-2

given the outcome variable in a dataframe is a factored variable, when regressing the DV onto a set of IVs, what is the model predicting? The probability that the DV is the first level of the factor? Or the second?

A related question - I know that given a numerical column of 1s and 0s, a logistic regression would model the probability of the higher order variable (i.e., value=1), so I have been attempting to recode the factor "character" variable into numerical. I am coming from a SAS background, so I am entirely to used to if var = "yes" then var_num = 1; else var_num=0;

That's clearly wrong. What's the most efficient way you have found to recode such variables?

gh0strider18
  • 155
  • 1
  • 8

1 Answers1

2

If you have a factor value with just two levels and are using a logistic regrssion, then R will treat the first level as no event (0) and the second level as "success" (1). You can view the order of the levels with levels(dataframe$columnname).
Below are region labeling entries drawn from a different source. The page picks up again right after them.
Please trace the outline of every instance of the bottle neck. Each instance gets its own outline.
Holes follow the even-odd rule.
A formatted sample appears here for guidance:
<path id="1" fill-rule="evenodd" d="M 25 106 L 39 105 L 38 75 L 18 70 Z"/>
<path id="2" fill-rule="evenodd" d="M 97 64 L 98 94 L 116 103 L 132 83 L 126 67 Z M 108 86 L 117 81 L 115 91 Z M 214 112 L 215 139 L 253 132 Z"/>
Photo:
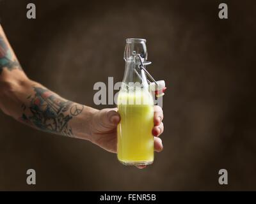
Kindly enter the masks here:
<path id="1" fill-rule="evenodd" d="M 136 61 L 126 61 L 125 69 L 123 82 L 129 87 L 140 86 L 143 89 L 148 89 L 147 76 L 144 70 L 139 67 Z"/>

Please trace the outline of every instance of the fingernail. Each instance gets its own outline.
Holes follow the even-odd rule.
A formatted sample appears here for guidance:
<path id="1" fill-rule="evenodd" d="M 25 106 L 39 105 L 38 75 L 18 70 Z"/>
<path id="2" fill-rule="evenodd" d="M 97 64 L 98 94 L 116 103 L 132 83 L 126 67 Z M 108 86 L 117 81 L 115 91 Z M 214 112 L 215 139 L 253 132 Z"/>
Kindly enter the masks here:
<path id="1" fill-rule="evenodd" d="M 159 130 L 159 133 L 160 133 L 162 130 L 161 129 L 161 128 L 159 127 L 158 127 L 157 129 Z"/>
<path id="2" fill-rule="evenodd" d="M 161 117 L 161 116 L 158 116 L 158 118 L 159 119 L 159 122 L 161 122 L 161 121 L 162 120 L 162 118 Z"/>
<path id="3" fill-rule="evenodd" d="M 111 111 L 108 113 L 109 122 L 112 123 L 117 123 L 119 121 L 119 115 L 115 111 Z"/>

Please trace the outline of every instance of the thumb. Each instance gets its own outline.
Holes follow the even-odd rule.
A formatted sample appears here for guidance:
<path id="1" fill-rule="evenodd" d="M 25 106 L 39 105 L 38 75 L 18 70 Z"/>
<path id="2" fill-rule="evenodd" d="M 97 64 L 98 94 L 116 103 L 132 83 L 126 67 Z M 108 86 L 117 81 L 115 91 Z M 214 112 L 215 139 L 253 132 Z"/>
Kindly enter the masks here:
<path id="1" fill-rule="evenodd" d="M 115 128 L 120 117 L 117 108 L 105 108 L 99 111 L 93 119 L 93 124 L 97 131 L 108 132 Z"/>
If you want to change the reference level, then relevel will do the trick

dd$gender <- relevel(dd$gender, "male")

For example, consider data

dd<-data.frame(x=runif(50))
dd<-transform(dd,outcome=ifelse(runif(50)<x,"event","noevent"))

levels(dd$outcome)
# [1] "event"   "noevent"

with(dd, table(lessthanhalf=x<.5, outcome))
#             outcome
# lessthanhalf event noevent
#        FALSE    15       8
#        TRUE      6      21

Here we can see that increasing x values are associated with more "events". We can model this with

glm(outcome~x, dd, family=binomial)

# Call:  glm(formula = outcome ~ x, family = binomial, data = dd)
# 
# Coefficients:
# (Intercept)            x  
#       2.773       -4.990  

By default, we are modeling the probability of "noevent" so as x increasing the probability of noevent decreases, we can change to model the the probability of "event" by making "noevent" the reference category

glm(relevel(outcome,"noevent")~x, dd, family=binomial)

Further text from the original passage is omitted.